Description of problem: Attempting to specify the nodeids for each node on the command line. Started ccsd on all, then issued "cman_tool join -N 1000" on node link-10. Issued "cman_tool join -N 2000" on link-11 and got this Oops on link-10. Unable to handle kernel paging request at virtual address e00f7f40 printing eip: e02b56d0 *pde = 014ef067 Oops: 0002 [#1] SMP Modules linked in: dlm loop cman ipv6 parport_pc lp parport autofs4 sunrpc e1000 floppy sg microcode dm_mod uhci_hcd ehci_hcd button battery asus_acpi ac ext3 jbd qla2300 qla2xxx scsi_transport_fc sd_mod scsi_mod CPU: 0 EIP: 0060:[<e02b56d0>] Not tainted EFLAGS: 00010246 (2.6.8.1) EIP is at add_new_node+0x1a0/0x310 [cman] eax: e00f6000 ebx: e00f6000 ecx: 000007d0 edx: 00000077 esi: e00e6200 edi: e00f6228 ebp: db348c00 esp: dcabbedc ds: 007b es: 007b ss: 0068 Process cman_memb (pid: 5115, threadinfo=dcaba000 task=df19a8d0) Stack: 00000000 0000007b 0000008a 00000003 e02caf40 e02caf00 e02caf48 e02cadc8 dcabbf78 e02b691f 000007d0 00000001 e02caf40 e02caf30 00000000 dcabbf70 00000000 00000048 df19a8d0 e02caf00 dcabbf78 00000048 ffffffff e02b48fa Call Trace: [<e02b691f>] do_process_joinreq+0xff/0x1b0 [cman] [<e02b48fa>] do_membership_packet+0x4a/0x1e0 [cman] [<e02b739a>] dispatch_messages+0xda/0x100 [cman] [<e02b3744>] membership_kthread+0x194/0x400 [cman] [<c0105db2>] ret_from_fork+0x6/0x14 [<c011efb0>] default_wake_function+0x0/0x10 [<e02b35b0>] membership_kthread+0x0/0x400 [cman] [<c01042b5>] kernel_thread_helper+0x5/0x10 Code: 89 2c 88 b0 01 86 05 20 bb 2c e0 bb 48 ac 2c e0 ba 77 00 00 Sep 29 14:16:08 link-10 kernel: CMAN: forming a new cluster Version-Release number of selected component (if applicable): [root@link-11 /]# cman_tool -V cman_tool DEVEL.1096386815 (built Sep 28 2004 10:54:45) Copyright (C) Red Hat, Inc. 2004 All rights reserved. How reproducible: Will try again after I file bug. Steps to Reproduce: 1. Start ccsd on two nodes 2. Run 'cman_tool join -N 1000' on one 3. Run 'cman_tool join -N 2000' on the other. Actual results: First node panics. Expected results: Cluster formation or graceful failure. Additional info:
Recreated with the -N 1000 and -N 2000. It did not Oops with -N 10 and -N 20, so those ints must be too big for something.
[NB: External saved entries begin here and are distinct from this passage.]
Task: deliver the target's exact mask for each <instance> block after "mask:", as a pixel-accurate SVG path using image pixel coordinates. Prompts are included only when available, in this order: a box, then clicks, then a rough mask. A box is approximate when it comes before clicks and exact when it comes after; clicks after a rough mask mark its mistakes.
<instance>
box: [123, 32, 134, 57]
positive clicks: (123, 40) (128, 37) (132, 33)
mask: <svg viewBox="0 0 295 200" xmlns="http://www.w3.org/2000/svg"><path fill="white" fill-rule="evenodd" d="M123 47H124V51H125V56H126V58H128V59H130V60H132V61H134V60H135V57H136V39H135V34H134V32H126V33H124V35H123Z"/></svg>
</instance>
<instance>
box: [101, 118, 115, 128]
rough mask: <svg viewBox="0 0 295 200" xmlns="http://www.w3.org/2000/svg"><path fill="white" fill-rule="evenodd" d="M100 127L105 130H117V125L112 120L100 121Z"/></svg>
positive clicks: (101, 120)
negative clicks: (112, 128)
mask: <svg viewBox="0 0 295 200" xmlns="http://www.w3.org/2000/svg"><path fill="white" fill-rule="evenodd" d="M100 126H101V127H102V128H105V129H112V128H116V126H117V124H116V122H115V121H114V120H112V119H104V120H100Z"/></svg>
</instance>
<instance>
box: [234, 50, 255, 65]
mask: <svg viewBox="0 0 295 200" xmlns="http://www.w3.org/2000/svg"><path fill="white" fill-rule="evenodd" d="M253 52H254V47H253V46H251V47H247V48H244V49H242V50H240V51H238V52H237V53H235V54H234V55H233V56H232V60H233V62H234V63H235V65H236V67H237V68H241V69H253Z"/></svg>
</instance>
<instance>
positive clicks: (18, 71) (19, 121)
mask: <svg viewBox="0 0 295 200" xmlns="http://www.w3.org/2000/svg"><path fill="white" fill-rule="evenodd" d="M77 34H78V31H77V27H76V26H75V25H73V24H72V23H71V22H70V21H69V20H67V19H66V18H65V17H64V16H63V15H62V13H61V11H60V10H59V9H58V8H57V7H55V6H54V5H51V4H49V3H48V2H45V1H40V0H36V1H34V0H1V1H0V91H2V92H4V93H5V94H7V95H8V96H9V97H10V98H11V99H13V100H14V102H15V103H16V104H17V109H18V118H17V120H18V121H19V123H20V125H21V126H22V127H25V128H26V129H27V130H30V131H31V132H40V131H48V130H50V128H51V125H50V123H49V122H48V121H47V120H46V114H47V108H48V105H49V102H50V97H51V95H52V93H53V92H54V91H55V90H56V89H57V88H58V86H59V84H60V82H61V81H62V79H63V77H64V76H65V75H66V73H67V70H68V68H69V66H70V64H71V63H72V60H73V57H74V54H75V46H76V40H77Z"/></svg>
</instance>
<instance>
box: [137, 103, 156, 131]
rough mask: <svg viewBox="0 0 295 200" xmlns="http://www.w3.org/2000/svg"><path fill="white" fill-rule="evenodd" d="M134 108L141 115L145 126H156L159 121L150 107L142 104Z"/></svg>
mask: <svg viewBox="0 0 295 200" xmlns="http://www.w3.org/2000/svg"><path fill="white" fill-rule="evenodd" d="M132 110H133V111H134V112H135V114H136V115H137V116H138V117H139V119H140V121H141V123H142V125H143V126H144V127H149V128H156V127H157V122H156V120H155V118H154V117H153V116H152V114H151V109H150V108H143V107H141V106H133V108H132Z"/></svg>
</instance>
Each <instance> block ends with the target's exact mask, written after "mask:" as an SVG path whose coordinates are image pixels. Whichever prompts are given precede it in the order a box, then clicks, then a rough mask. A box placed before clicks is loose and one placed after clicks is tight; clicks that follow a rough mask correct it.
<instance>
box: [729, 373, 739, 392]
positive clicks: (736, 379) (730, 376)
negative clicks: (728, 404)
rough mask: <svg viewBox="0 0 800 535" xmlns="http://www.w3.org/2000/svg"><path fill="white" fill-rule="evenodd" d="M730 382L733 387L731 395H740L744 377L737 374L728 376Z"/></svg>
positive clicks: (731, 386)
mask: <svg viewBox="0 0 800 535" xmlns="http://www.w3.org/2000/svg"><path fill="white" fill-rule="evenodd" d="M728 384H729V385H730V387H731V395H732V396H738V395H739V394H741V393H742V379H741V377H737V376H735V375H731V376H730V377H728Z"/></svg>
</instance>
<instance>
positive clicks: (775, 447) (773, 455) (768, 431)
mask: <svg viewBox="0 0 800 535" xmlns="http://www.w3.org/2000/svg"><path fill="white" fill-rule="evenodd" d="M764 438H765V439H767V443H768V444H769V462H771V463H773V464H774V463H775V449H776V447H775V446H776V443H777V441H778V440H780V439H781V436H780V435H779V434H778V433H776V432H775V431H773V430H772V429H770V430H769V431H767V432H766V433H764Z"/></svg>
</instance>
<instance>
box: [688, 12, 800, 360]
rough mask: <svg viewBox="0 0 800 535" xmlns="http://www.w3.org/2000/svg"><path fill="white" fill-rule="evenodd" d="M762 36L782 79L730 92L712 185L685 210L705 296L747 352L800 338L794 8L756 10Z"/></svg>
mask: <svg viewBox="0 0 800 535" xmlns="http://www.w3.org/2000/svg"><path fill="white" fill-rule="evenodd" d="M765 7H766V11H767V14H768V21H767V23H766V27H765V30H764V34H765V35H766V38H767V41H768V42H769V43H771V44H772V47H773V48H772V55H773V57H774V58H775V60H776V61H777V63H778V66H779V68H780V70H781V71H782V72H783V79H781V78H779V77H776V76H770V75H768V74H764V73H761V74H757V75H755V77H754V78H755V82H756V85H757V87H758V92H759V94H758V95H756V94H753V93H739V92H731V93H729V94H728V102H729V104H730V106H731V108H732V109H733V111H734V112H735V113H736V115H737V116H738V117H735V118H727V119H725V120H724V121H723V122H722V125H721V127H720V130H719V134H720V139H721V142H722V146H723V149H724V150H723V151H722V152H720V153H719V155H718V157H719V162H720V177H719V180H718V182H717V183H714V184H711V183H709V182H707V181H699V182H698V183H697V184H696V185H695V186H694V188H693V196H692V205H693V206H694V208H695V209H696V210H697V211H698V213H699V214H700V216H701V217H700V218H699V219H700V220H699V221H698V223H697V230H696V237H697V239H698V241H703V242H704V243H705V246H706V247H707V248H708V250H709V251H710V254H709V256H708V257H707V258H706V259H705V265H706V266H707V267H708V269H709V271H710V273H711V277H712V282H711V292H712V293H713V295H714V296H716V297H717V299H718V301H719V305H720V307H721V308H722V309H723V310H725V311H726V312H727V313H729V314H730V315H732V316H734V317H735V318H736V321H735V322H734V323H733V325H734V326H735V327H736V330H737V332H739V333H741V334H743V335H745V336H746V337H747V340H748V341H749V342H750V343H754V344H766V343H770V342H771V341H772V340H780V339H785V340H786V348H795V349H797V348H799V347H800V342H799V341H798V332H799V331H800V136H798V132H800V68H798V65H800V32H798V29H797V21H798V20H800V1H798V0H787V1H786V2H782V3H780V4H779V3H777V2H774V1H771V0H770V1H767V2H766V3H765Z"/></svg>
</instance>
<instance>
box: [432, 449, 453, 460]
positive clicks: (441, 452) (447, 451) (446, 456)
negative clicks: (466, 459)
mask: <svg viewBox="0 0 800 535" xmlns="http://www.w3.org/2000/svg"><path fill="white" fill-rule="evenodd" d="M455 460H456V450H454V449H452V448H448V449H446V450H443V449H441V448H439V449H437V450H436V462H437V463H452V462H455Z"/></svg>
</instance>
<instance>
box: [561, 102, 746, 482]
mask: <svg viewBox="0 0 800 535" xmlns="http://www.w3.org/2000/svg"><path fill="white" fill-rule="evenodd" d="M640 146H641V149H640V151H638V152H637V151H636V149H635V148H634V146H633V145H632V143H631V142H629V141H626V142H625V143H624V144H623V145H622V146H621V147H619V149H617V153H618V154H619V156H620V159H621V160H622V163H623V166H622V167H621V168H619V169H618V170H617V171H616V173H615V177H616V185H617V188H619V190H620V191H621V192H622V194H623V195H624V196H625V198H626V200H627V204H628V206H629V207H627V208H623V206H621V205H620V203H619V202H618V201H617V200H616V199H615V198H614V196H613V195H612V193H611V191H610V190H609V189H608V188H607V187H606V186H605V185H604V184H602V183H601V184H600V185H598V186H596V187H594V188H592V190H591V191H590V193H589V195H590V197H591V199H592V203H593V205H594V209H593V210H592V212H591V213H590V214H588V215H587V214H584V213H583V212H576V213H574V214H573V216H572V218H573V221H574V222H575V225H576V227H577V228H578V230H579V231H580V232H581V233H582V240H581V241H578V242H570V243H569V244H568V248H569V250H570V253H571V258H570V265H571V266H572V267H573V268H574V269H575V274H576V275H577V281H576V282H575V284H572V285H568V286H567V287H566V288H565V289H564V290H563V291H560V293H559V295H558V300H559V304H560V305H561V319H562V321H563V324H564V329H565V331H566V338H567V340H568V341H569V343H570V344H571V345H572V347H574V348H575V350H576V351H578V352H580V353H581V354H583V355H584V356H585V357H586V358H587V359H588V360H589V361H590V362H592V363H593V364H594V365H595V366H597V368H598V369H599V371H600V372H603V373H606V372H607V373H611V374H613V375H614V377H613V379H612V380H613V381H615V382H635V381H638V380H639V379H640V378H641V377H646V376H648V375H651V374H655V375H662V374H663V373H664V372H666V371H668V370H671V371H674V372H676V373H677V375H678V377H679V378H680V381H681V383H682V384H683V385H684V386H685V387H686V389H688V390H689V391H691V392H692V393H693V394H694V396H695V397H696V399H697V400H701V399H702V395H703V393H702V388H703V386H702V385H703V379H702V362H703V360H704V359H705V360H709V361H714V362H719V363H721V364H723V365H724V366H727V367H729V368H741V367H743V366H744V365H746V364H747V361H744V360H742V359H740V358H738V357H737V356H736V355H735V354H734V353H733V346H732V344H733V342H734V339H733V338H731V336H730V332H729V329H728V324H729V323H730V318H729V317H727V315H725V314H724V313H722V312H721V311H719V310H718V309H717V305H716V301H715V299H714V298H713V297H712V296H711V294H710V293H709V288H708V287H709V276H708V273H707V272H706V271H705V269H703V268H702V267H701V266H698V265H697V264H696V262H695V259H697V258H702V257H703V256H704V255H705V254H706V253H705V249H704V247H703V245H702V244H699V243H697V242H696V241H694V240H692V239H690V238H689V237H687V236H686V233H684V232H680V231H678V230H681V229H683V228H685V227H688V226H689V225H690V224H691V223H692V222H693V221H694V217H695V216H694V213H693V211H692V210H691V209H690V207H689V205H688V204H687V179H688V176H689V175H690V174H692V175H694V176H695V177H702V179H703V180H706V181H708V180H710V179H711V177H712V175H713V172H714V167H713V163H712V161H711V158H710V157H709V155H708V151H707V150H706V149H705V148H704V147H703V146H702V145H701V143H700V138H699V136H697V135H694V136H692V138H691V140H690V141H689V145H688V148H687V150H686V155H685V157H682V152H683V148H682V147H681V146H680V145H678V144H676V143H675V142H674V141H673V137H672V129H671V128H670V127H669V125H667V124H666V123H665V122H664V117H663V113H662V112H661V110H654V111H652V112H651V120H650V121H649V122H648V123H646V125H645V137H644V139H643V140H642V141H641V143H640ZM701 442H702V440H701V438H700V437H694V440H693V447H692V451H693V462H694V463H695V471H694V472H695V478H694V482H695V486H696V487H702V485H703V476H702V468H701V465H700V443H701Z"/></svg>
This affected DLM too. Both keep an array of nodeIDs for fast access on the (previously correct) assumption that nodeIDs would be contiguous. By starting a node with ID of 1000 it went way off the end of that array. Anyway, both now do rather smarter allocation of node information. I've also put a limit on the size of a nodeID simply to prevent the kernel running out of memory if someone tries to make a nodeID that's really,really big.
Verified: No Oops and no garbage-in. I approve this message. [root@link-10 root]# cman_tool join -N 5000 cman_tool: Node id must be between 1 and 4096 [root@link-10 root]# echo $? 1 [root@link-10 root]#
Updating version to the right level in the defects. Sorry for the storm.